Just hearing the word "Lego" probably conjures up distinct childhood memories, ones that will no doubt vary slightly from person to person. Some might remember digging into a big bucket of those primary-colored plastic bricks and building elaborate worlds out of whatever pieces you happened to pull out, while others may think of the more modern branded Lego sets from the worlds of "Star Wars," DC Comics, or "Lord of the Rings" (among many others).
Such variety makes basing a film on a toy like Lego somewhat difficult. With no set characters or rules, or even a basic objective to playing with the toys (aside from, you know, "build stuff"), where do you even begin? That wide-open freedom gave writer-directors Chris Miller and Phil Lord ("Cloudy With a Chance Of Meatballs" and "21 Jump Street") license to do whatever they wanted, and somehow they convinced Lego executives to sign off on it. From what could easily have been a simple cash-grab designed to sell toys, Miller and Lord have built -- quite literally -- a world of wit, humor, and imagination that, despite it being only February, is likely to remain one of my favorite films of the year.

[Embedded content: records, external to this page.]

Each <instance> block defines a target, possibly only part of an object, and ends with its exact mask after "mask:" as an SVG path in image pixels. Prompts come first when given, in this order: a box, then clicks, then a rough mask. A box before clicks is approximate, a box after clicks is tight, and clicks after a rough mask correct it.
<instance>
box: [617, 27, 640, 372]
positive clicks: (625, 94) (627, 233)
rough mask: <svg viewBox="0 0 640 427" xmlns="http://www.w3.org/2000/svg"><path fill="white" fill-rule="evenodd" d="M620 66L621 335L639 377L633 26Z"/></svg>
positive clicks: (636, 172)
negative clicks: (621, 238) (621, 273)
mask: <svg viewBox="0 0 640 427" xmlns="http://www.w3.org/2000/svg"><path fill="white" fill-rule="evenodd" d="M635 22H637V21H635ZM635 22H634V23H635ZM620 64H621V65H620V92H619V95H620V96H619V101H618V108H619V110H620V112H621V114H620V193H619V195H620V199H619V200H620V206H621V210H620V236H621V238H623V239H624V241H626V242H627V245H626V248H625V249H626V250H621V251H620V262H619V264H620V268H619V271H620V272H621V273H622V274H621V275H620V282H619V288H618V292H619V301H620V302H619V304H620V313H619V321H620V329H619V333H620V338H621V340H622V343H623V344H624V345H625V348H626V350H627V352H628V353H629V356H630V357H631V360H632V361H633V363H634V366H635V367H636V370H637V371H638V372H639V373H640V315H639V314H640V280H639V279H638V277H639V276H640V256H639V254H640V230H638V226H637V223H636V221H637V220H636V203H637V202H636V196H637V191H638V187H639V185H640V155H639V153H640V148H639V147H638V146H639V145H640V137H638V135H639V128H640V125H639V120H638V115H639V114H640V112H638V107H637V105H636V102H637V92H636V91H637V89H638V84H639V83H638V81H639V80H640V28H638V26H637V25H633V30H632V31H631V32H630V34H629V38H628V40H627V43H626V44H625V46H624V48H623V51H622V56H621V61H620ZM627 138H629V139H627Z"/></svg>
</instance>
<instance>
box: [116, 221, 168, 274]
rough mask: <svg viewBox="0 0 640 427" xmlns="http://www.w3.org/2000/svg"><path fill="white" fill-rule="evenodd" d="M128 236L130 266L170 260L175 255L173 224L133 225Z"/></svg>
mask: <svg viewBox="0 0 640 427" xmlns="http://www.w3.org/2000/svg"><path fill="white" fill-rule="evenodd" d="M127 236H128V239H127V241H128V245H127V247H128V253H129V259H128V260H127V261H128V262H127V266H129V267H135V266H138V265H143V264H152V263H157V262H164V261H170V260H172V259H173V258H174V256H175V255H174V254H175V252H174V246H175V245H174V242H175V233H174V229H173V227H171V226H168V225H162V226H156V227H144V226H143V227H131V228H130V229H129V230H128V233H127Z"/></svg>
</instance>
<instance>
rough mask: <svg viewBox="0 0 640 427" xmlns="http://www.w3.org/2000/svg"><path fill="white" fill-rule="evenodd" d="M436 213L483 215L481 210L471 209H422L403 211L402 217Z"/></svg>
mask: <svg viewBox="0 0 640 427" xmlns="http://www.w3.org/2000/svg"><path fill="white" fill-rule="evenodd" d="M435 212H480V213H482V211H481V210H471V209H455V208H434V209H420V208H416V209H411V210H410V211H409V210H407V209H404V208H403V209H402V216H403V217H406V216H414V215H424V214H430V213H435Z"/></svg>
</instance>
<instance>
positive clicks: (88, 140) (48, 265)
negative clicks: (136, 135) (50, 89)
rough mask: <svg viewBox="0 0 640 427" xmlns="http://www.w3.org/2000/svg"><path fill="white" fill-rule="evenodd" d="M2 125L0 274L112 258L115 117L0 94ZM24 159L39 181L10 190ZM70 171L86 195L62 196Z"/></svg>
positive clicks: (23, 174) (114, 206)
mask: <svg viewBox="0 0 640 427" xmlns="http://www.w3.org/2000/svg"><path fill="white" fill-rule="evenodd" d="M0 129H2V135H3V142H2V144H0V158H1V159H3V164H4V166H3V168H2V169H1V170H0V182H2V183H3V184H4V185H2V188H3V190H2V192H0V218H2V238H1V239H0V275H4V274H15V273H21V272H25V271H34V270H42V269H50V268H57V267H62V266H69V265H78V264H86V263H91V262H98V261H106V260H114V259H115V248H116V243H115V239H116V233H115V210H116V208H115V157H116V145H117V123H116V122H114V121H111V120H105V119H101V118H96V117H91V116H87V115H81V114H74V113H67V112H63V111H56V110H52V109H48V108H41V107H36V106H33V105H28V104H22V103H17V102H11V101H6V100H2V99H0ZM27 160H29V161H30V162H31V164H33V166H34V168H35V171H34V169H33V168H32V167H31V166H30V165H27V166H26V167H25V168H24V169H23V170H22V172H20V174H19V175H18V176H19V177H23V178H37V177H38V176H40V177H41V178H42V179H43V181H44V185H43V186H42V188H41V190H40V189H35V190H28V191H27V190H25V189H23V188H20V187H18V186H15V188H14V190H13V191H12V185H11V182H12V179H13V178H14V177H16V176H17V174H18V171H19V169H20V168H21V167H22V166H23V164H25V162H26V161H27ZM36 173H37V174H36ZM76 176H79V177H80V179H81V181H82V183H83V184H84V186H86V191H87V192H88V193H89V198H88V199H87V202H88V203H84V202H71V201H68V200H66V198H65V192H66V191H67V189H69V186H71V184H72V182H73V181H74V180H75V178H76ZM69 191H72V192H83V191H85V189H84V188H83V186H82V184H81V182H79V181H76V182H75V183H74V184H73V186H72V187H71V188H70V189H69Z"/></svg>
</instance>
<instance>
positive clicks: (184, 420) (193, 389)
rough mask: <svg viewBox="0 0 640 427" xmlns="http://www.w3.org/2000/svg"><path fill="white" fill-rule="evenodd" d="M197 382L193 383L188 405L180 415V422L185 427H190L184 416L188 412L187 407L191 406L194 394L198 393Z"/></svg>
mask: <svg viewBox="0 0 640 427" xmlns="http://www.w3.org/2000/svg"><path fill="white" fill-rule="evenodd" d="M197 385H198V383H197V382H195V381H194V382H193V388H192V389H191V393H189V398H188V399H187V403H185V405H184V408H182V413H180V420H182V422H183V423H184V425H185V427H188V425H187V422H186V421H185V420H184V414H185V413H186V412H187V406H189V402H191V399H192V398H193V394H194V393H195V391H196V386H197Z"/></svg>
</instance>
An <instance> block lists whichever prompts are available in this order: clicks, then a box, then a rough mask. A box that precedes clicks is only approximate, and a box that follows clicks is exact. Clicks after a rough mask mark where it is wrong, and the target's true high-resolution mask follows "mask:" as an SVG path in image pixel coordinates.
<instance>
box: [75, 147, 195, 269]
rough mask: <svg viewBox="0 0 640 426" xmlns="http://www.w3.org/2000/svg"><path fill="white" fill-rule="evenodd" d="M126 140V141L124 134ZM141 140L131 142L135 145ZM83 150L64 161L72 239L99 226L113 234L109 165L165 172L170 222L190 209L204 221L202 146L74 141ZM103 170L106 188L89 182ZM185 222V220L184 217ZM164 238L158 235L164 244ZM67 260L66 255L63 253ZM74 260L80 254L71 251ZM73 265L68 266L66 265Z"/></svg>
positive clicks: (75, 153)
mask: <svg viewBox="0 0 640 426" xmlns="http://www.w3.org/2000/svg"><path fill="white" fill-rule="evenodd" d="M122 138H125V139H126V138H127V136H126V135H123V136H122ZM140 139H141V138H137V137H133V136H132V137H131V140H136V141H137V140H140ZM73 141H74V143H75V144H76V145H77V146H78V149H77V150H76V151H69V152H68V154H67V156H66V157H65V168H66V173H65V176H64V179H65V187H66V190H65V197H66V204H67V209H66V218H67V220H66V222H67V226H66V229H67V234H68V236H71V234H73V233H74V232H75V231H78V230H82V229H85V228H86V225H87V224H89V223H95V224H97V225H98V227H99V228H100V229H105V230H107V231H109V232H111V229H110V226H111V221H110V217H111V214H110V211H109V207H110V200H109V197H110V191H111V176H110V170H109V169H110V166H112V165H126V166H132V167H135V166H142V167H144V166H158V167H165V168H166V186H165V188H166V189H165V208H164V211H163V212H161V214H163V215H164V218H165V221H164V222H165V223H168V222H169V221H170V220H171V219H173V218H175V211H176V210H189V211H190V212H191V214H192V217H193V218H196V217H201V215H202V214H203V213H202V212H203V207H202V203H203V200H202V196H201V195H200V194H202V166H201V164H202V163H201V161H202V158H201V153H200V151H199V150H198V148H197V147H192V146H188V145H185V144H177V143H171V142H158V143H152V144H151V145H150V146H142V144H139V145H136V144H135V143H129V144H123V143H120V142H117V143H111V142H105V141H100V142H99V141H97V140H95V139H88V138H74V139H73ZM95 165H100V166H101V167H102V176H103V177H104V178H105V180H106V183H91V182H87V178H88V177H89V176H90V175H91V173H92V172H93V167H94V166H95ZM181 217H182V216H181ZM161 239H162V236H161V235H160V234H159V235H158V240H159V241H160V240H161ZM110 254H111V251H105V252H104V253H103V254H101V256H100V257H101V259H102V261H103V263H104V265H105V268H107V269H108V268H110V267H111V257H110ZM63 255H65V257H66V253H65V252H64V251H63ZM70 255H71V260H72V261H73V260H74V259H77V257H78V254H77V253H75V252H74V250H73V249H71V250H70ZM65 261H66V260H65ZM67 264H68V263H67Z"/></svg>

The film's hero is Emmet (Chris Pratt, TV's "Parks and Recreation"), an ordinary, mild-mannered construction-worker Lego who is content to abide the rules, follow instructions, and fit into the cheerfully oppressive, homogenous culture that President Business (Will Ferrell), the leader of the Lego universe, has created. But then Emmet meets a mysterious woman by the name of Wyldstyle (Elizabeth Banks), who believes him to be "The Special," the one person prophesied to save their world from total annihilation at the hands of the evil Lord Business. Wyldstyle recruits Emmet to join her fellow "Master Builders," including Batman (a hilariously deadpan Will Arnett) and a wise old sage named Vitruvius (Morgan Freeman, gamely poking fun at the wise leader role he's played dozens of times before) in defeating the nefarious plot of Lord Business.
The story is exactly as nonsensical as it sounds, acting as parody of the standard "ordinary man plucked from obscurity to save the world" adventure plot. Lord and Miller load the film with rapid-fire jokes and clever details -- this is a film that will definitely reward repeat viewings -- but also manage to work in some surprisingly profound beliefs about the nature of creativity and play. The film finds an ingenious way to make the idea that there's no right way to play with Lego into a crucial component of the story. This plot point leads the film to make some rather risky choices in its third act, which may divide viewers, though there are plenty of signs throughout that hint where the film might be headed.
The film is computer animated. But under the guidance of animation director Chris McKay, of "Robot Chicken" fame, the animators attempted to duplicate the jerky movement of stop motion, so the film appears as though it were made using actual Lego pieces. Everything in the film's universe is made of Lego, from the buildings (naturally) all the way to explosions and ocean waves, and the directors encouraged the animators to digitally build these elements brick by brick, so technically it's entirely possible to build everything you see in the movie (though apparently it would take more than 15 million individual Lego pieces, so it may take you awhile). The effect is only enhanced with the use of 3D, which makes it seem that we're watching the toys come to life.
"The Lego Movie" mixes a fun, clever screenplay, amazing animation, and a hilarious voice cast, making for a wacky and delightfully weird film. Like some of the best moments from the "Toy Story" films, it captures the feeling of dumping all your toys on the living-room carpet and seeing where your imagination takes you.